Alison Wolf is the Sir Roy Griffiths Professor of Public Sector Management at King’s College London and sits in the House of Lords as a cross-bench peer. She directs the International Centre for University Policy Research within the Policy Institute at King’s, and the MSc in Executive Management within King’s Business School and was founding Chair of Governors of King’s College London Mathematics School.
John Godfrey has spent more than thirty years working in the City of London. His career includes Japanese, US and European financial institutions and he is currently Corporate Affairs Director at Legal & General, the UK’s largest investor. Between 2016 and 2017 he was Head of the Downing Street Policy Unit, and was previously Special Advisor at the Home Office under the Thatcher government.
Sarah O'Connor is an investigations correspondent and columnist at the Financial Times, with a particular focus on the world of work. She joined the FT in 2007 after graduating with a double-first in Social and Political Sciences from Cambridge University.
Professor John Muellbauer is a Senior Research Fellow of Nuffield College, Professor of Economics and a Senior Fellow of the Institute for New Economic Thinking at the Oxford Martin School, Oxford University. He is a Fellow of the British Academy, of the Econometric Society, of the European Economic Association and a CEPR Research Fellow.

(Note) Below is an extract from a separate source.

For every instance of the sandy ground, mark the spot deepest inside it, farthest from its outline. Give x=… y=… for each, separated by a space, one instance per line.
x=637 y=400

Stephen Hockman QC has been in practice at the Bar for 40 years. He specialises in regulatory law, particularly in the environmental and health and safety fields. In 2011 he wrote Legislating for responsible capitalism: what it means in practice, which was published by Policy Network. Stephen was the Chairman of the Bar of England and Wales in 2006.
Dina Medland is an independent writer, editor and commentator focused on corporate governance, ethics and the workings of the boardroom. She is on the team of contributors to @ForbesEurope and is an ex-Financial Times permanent staff member who has been a regular contributor in recent years.
John Plender is a columnist at the Financial Times specialising in economic and monetary policy. John’s most recent book is Capitalism: Money, Morals and Markets. He has served as chair of the Pensions and Investment Research Consultants (PIRC) and a FTSE 350 company. He currently chairs the Official Monetary and Financial Institutions Forum
Roger Bootle is the founder and chairman of Capital Economics, one of the world’s largest independent macroeconomics consultancies, and a regular columnist for The Daily Telegraph. He has written several books, including Making a Success of Brexit. In 2012 Roger and a team from Capital Economics won the Wolfson Prize.
Norman Cumming read Economics at Cambridge and after working at HM Treasury and Shell, has spent most of his career in investment management, inter alia as Head of Fixed Income for UBS Global Asset Management. He now runs investment manager CR Global LLP; chairs the Investment Committee at the charity UnLtd; and sits on the Investment Committee of Clare College.
Charles Dumas has been with Lombard Street Research, now TS Lombard, since 1998. He is a recognised authority on financial markets and the world economy, including the US, China, the Eurozone and Japan. Charles has had extensive experience as an investment banker and journalist, including working at The Economist and publishing four books.